Front Neurol. 2024 Sep 17;15:1432293. doi: 10.3389/fneur.2024.1432293. eCollection 2024.
Control of reactive balance is key to achieving safe independent walking and engagement in life activities. After traumatic brain injury (TBI), motor impairments and mobility challenges are persistent sequelae. To date, no studies have explored muscle activity of individuals with chronic TBI during a task that requires reactive control of balance.
To investigate lower extremity muscle activity during a reactive balance test performed by adults with chronic severe TBI and matched controls. We hypothesized that abnormal activity of lower extremity muscles would be related with poorer reactive balance performance. Also, we performed an exploratory analysis for those with TBI investigating the impact of unilateral versus bilateral lower extremity involvement in the control of reactive balance.
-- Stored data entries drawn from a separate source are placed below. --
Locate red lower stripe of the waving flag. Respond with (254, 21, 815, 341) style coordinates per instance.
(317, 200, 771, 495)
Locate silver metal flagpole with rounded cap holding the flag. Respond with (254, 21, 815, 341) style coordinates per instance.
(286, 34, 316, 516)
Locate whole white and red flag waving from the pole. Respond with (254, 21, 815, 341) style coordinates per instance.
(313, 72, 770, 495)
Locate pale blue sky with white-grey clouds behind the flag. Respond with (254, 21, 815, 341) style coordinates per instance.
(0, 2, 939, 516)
Ten adults with chronic severe TBI who were independent community ambulators and ten matched controls performed the computerized reactive balance test (Propriotest) while lower extremity muscle activity was recorded. Electromyographic (EMG) activity was contrasted (Mann-Whitney U Test) between groups across each 10 s epoch of the 120 s test. Additionally, test scores were correlated (Spearman) with lower extremity composite EMG activity to distinguish muscle activity patterns related with reactive balance performance. Lastly, reactive balance test scores were correlated with reactive balance test scores and clinical functional measures only for the TBI group.
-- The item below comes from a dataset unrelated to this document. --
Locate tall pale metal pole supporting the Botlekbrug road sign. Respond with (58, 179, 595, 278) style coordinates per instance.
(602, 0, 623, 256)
Although the TBI group exhibited greater EMG activity across the entire test compared with the control group, significant differences were not observed. Greater composite EMG activity correlated significantly with poorer reactive balance performance across most of the 10 s windows of the test.
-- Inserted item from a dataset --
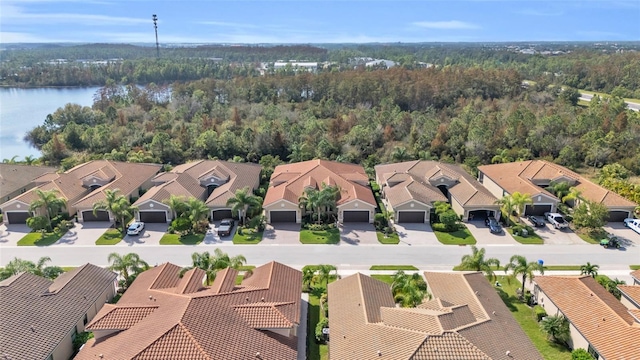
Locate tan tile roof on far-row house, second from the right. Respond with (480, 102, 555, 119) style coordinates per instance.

Greater muscle activity exhibited during the reactive balance test by individuals with chronic severe TBI compared to those without disabilities, particularly at small unexpected perturbations, highlights the greater physiologic effort required to control reactive balance even after independent ambulation is achieved.
反应性平衡的控制是实现安全独立行走和参与生活活动的关键。创伤性脑损伤(TBI)后,运动障碍和活动能力挑战是持续存在的后遗症。迄今为止,尚无研究探讨慢性创伤性脑损伤患者在需要反应性平衡控制的任务中的肌肉活动情况。
研究慢性重度创伤性脑损伤成人及匹配对照组在进行反应性平衡测试时下肢肌肉的活动情况。我们假设下肢肌肉的异常活动与较差的反应性平衡表现有关。此外,我们对创伤性脑损伤患者进行了探索性分析,研究单侧与双侧下肢参与对反应性平衡控制的影响。
10名能够独立在社区行走的慢性重度创伤性脑损伤成人和10名匹配对照组进行计算机化反应性平衡测试(本体感觉测试),同时记录下肢肌肉活动。在120秒测试的每10秒时间段内,对两组之间的肌电图(EMG)活动进行对比(曼-惠特尼U检验)。此外,将测试分数与下肢复合肌电图活动进行相关性分析(斯皮尔曼相关性分析),以区分与反应性平衡表现相关的肌肉活动模式。最后,仅对创伤性脑损伤组的反应性平衡测试分数与反应性平衡测试分数及临床功能指标进行相关性分析。
尽管与对照组相比,创伤性脑损伤组在整个测试过程中表现出更大的肌电图活动,但未观察到显著差异。在测试的大部分10秒时间段内,更大的复合肌电图活动与较差的反应性平衡表现显著相关。
与无残疾者相比,慢性重度创伤性脑损伤患者在反应性平衡测试中表现出更大的肌肉活动,尤其是在小的意外扰动时,这突出表明即使在实现独立行走后,控制反应性平衡仍需要更大的生理努力。